Whatever happens, experience says that the evictors and the armed men will get their way. They’ve already seen to it in advance.

“What the squatters are doing is itself violence – we are only reacting to it … unfortunately,” said the press spokesman of the police precinct of Lüchow, which is responsible for the “nuclear police.” And all the media – Tagesspiegel, Die Welt, television, etc. – needs to do is mention a “fighting village” or insert a clause that somehow associates the squatters with “the so-called chaotic professional demonstrators and K-Groups . . . that staged the bloody riot against the army in Bremen” – not even Meyer* claims to know about a connection between Bremen and “1004” – and that’s enough for the whole Left to be right back where they want it, and for the police presence that has swelled up over the last few years to find justification.

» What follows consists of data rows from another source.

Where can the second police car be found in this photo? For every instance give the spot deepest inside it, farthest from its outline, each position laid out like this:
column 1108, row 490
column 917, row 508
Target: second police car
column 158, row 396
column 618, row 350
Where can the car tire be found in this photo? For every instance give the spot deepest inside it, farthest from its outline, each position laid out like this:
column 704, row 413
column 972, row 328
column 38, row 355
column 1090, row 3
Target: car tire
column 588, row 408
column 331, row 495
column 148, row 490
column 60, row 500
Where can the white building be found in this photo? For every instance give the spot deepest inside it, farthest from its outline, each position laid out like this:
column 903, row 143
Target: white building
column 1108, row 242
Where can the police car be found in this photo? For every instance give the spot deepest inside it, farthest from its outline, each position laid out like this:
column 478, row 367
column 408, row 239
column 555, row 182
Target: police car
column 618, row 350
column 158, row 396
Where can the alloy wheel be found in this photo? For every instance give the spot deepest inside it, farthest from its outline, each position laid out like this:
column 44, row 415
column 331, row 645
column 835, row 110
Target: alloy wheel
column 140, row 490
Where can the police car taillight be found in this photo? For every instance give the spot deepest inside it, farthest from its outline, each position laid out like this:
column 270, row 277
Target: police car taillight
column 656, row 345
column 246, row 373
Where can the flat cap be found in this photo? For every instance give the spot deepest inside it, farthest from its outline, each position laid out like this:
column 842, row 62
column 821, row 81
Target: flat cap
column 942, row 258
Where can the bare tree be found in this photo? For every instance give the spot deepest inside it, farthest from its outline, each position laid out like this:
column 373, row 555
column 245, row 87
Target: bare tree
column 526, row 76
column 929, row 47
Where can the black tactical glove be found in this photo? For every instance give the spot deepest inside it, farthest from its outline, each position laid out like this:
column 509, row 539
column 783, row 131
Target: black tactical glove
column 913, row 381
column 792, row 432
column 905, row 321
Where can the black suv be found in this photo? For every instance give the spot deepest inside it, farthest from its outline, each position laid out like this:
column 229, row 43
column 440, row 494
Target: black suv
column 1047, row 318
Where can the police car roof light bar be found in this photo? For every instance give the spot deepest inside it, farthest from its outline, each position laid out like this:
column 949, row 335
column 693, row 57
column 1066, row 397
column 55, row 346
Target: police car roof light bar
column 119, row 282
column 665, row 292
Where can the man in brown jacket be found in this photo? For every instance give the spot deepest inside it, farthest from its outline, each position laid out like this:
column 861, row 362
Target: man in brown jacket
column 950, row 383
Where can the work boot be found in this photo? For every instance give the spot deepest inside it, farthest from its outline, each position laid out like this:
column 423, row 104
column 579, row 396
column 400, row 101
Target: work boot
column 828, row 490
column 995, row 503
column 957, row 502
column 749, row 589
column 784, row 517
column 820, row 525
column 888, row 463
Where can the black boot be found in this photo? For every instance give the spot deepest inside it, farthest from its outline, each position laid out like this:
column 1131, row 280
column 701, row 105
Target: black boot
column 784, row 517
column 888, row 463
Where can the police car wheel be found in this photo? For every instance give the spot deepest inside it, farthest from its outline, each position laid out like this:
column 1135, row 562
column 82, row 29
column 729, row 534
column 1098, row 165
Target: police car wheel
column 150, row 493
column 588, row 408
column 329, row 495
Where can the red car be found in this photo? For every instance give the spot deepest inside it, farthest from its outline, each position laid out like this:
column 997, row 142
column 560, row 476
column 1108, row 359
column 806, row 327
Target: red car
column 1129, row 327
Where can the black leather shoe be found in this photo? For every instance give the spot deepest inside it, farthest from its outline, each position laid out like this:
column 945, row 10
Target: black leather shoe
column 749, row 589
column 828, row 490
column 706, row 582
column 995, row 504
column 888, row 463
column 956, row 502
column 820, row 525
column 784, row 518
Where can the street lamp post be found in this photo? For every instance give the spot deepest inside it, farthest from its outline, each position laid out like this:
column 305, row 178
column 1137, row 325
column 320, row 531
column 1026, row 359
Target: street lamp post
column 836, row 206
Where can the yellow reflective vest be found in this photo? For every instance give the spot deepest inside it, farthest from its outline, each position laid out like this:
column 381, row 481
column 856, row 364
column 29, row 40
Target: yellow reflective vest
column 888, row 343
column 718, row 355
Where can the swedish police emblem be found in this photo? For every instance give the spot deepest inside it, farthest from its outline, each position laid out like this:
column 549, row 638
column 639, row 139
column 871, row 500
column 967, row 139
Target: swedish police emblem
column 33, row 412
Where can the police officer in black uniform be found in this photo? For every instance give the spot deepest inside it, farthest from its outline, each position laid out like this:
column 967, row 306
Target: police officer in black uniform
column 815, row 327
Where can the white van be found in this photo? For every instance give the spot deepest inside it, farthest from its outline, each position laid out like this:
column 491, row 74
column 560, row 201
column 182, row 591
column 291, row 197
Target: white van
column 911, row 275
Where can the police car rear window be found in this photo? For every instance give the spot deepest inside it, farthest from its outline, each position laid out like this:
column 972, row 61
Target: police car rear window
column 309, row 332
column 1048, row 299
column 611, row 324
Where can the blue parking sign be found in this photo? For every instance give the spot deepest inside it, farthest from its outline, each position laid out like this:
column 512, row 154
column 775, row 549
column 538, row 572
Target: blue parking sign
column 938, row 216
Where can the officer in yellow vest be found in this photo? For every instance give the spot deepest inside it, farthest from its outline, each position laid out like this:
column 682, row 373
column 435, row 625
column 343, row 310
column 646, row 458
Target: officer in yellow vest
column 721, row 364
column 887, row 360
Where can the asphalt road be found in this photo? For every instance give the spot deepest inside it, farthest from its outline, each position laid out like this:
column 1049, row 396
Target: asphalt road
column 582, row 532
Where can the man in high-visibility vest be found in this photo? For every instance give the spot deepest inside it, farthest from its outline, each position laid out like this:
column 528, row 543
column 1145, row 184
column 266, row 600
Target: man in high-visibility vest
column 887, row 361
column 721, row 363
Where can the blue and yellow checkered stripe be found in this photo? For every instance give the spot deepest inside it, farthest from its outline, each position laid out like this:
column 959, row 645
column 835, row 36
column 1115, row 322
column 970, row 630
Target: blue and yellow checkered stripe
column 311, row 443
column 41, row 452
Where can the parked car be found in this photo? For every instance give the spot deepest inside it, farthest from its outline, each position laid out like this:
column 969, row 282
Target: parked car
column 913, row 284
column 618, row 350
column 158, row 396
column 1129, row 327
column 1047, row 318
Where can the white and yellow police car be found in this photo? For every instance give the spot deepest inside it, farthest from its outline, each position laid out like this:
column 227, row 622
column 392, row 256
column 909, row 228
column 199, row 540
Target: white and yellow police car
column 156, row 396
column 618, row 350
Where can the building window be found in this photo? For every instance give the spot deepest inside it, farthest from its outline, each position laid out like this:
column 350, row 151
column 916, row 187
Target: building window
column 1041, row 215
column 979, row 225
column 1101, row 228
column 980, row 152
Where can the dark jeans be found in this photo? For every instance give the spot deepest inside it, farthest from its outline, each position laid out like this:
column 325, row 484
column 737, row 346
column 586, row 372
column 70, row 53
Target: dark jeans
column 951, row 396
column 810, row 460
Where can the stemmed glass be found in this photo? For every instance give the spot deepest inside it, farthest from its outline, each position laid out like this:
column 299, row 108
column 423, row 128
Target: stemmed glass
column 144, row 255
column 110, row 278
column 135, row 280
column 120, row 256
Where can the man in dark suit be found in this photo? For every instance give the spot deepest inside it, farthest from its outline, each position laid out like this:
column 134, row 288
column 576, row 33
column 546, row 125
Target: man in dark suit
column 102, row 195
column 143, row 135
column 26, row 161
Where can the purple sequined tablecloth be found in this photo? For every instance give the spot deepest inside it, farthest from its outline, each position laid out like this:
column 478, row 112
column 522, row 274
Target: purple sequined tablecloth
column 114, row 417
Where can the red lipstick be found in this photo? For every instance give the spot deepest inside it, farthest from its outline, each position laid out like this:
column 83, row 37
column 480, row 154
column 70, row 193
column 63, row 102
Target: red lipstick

If the quails start squawking in Gorleben, it’s not because they’re breeding, but because they’re frightened by the special border-police squad cars that thunder past the floodplains and the dykes of the Elbe on their way to the relief point at deep-drilling sites 1002 and 1003. And if the birch stands between the lonely farmsteads and the radial villages seem particularly green, it’s not because spring is coming, but because behind them the border police convoys are driving by in camouflaged vehicles adapted to the surroundings.

[ . . . ]

At the start of the police action four years ago, the border police was still content to write down the license plate numbers of cars parked in front of the church with bumper stickers reading “Nuclear Power – No Thanks” while the drivers were inside at the service. Soon the police could get away with, for example, using a welding torch to cut down the lighting pole of a methane gas installation of the farmer Horst Wiese – after all, it might be used for a crime. Charges filed against the policeman who did it were dismissed on the grounds that he could not have known it was against the law.

* Rolf Meyer, press speaker for the Deutsche Gesellschaft zum Bau und Betrieb von Endlagern (DBE), the company contracted by the German government in 1979 to construct and operate the German final repositories for radioactive waste – trans.